Aisling Bea in This Way Up

The face you make when you know it’s not coffee in your travel mug.


But this isn’t another slice of Bleak TV. The show, which begins with Aine leaving rehab, was originally titled Happy AF. Aisling continues: “What I wanted to do was start broken and then someone choosing life, and the dailyness and relentlessness of getting better and getting to a place of wanting to live. I think maybe that’s a bit more true to life.”

 

This Way Up feels more real than most comedies.
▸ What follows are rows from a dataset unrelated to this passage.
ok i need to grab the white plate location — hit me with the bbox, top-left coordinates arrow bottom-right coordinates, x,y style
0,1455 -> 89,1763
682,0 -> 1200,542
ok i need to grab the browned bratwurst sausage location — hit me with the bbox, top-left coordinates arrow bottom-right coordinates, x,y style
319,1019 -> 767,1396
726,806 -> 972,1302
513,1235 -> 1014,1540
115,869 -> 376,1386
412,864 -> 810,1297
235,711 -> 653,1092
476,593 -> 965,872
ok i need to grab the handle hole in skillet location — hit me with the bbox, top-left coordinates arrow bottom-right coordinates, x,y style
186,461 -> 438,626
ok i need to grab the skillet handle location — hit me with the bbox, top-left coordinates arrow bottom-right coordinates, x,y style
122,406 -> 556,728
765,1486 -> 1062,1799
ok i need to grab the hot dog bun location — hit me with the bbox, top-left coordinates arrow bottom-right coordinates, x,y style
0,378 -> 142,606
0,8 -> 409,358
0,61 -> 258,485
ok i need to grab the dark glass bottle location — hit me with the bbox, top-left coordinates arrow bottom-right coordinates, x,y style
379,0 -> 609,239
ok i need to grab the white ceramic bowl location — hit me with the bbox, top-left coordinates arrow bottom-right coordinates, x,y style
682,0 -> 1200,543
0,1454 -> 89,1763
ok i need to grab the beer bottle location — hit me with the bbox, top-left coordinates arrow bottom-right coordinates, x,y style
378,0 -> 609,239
In many ways it’s informed by the recent spate of brilliant female-fronted comedies dealing in the margins where comedy had previously not ventured – Fleabag, Back To Life and, of course, Derry Girls, set during The Troubles in 1990s Northern Ireland. Yet, it stands alone as an absolute original.

 

Or to put it Aisling’s way: “We wanted to avoid it being New Girl with depression!”

 

When is This Way Up on TV and how can I watch it?

This Way Up starts Thursday 8 August at 10pm on Channel 4/HD (CH 104/141).

 

Who else is in it?

Aasif Mandvi (The Daily Show) plays Shona’s boyfriend Vish, Tobias Menzies (The Crown) is Richard, father to one of Aine’s students, and Indira Varma (Game Of Thrones) is Shona’s colleague and confidante Charlotte.